Di due genitori, se uno solo resiste in genere è la madre. Non stavolta, che cultura, abitudini e patologie psichiatriche rendono la mamma davvero poco affidabile. Resiste il padre, ci sono i nonni paterni, ma quando la lancetta si avvicina all’adolescenza la ragazza presenta il conto.
Mi è nata con l’etichetta
come la merce del supermercato.
Le sta davvero stretta.
Ha il futuro segnato
da una mamma ballerina
circondata da bellimbusti.
Ci ha lasciati, indovina,
per uno dei suoi fusti.
Così a scuola i bambini
la umiliavano in coro.
S’impara da piccini
quanto vale il decoro.
Però la mamma assente
produceva sgomento
e quando era presente
era un continuo lamento.
L’ha cullata sempre poco.
Si alzava a mezzogiorno.
La bambina era un gioco
e io un contorno.
Se l’alcol la annebbiava
io ho visto bene che
il denaro interessava
senz’altro più di me.
Io l’ho lasciata andare
e ho tenuto la bambina.
Ora vuole insinuare
che è stata una rapina.
Ubriaca è aggressiva
con chi le passa accanto,
si atteggia da gran diva
però poi ha pianto
quando ha avuto la denuncia
perché ha reagito a un… dissidio.
Lei dice “scaramuccia”
ma fu tentato omicidio.
Non so se per amore
per vergogna o per pena
le ho pagato un dottore
che fermasse l’altalena.
Una clinica ovattata
è pur meglio di una cella
e mia figlia è innamorata
della mamma strana e bella.
Però ormai è adolescente
e io sono preoccupato,
non ascolta più niente
e so già che ha rubato.
I suoi amici quel giorno
le hanno fatto uno scherzetto.
“Comincia tu, dopo torno…
così io non ci rimetto”.
Lei capisce, è una ragazza
molto in gamba veramente
ma c’è chi pensa alla razza:
buon sangue non mente.
Io non voglio anticipare
il futuro che l’aspetta.
Posso solo immaginare
quanto pesa un’etichetta.
Le filastrocche giudiziarie
I tribunali per i minorenni prendono ogni giorno decisioni difficili. Scelte delicate, suscettibili certo di errore ma orientate ogni volta sulla valutazione dei rischi e dei danni che un minore patisce, molto spesso per mano degli adulti a lui più vicini vale a dire i suoi genitori e i familiari più stretti.
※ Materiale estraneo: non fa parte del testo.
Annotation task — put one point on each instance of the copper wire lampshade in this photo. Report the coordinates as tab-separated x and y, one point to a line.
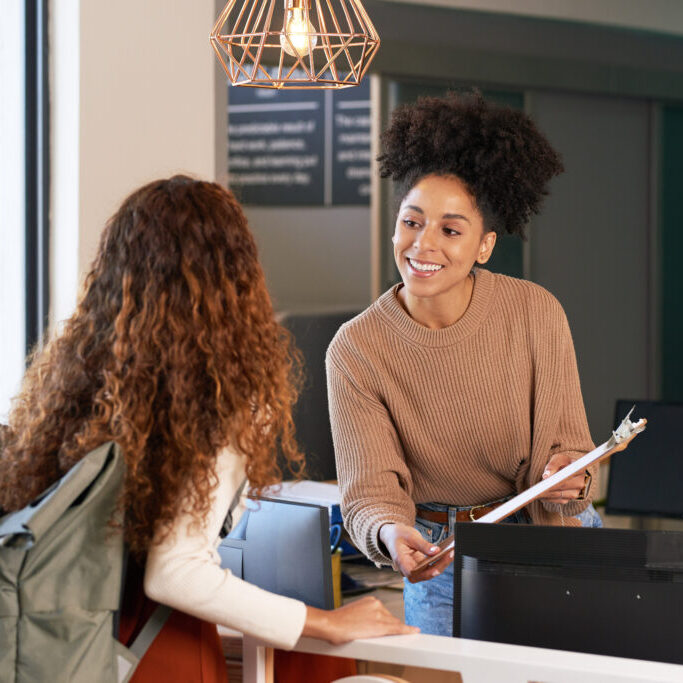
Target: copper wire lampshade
295	43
Negli ultimi anni una retorica mielosa e in bianco e nero ha raccontato storie dove i buoni erano ben distinti dai cattivi e dove la conclusione era invariabilmente una sola: i bambini e i ragazzi devono crescere con i loro genitori. Con loro, chiunque essi siano e comunque si comportino.
Ogni altro intervento, anche quando è temporaneo e di stimolo al cambiamento per giungere a relazioni familiari più serene, viene presentato come crudeltà, come ingiustizia. Avrebbe, ciascun genitore, il diritto di fare dei propri figli tutto ciò che vuole - e di evitare il dolore, per sé e per il bambino. Piuttosto la perversione, il maltrattamento, l'incertezza endemica. Tutto sembra meglio della sofferenza che sta dentro alla crisi e alla necessità di cambiare.
Il cinismo infantile dell'autrice che racconta scelte giudiziarie estreme, eppure ordinarie nelle aula dei tribunali per i minorenni, è uno sberleffo a questa logica e un modo per affermare una volta di più che i bambini e i ragazzi sono persone. Non proprietà, non appendici degli adulti ma persone, soggetti di diritto, nei cui panni occorre provare a mettersi e che è opportuno disporsi ad ascoltare in ogni singola e distinta decisione che riguardi da vicino la loro vita.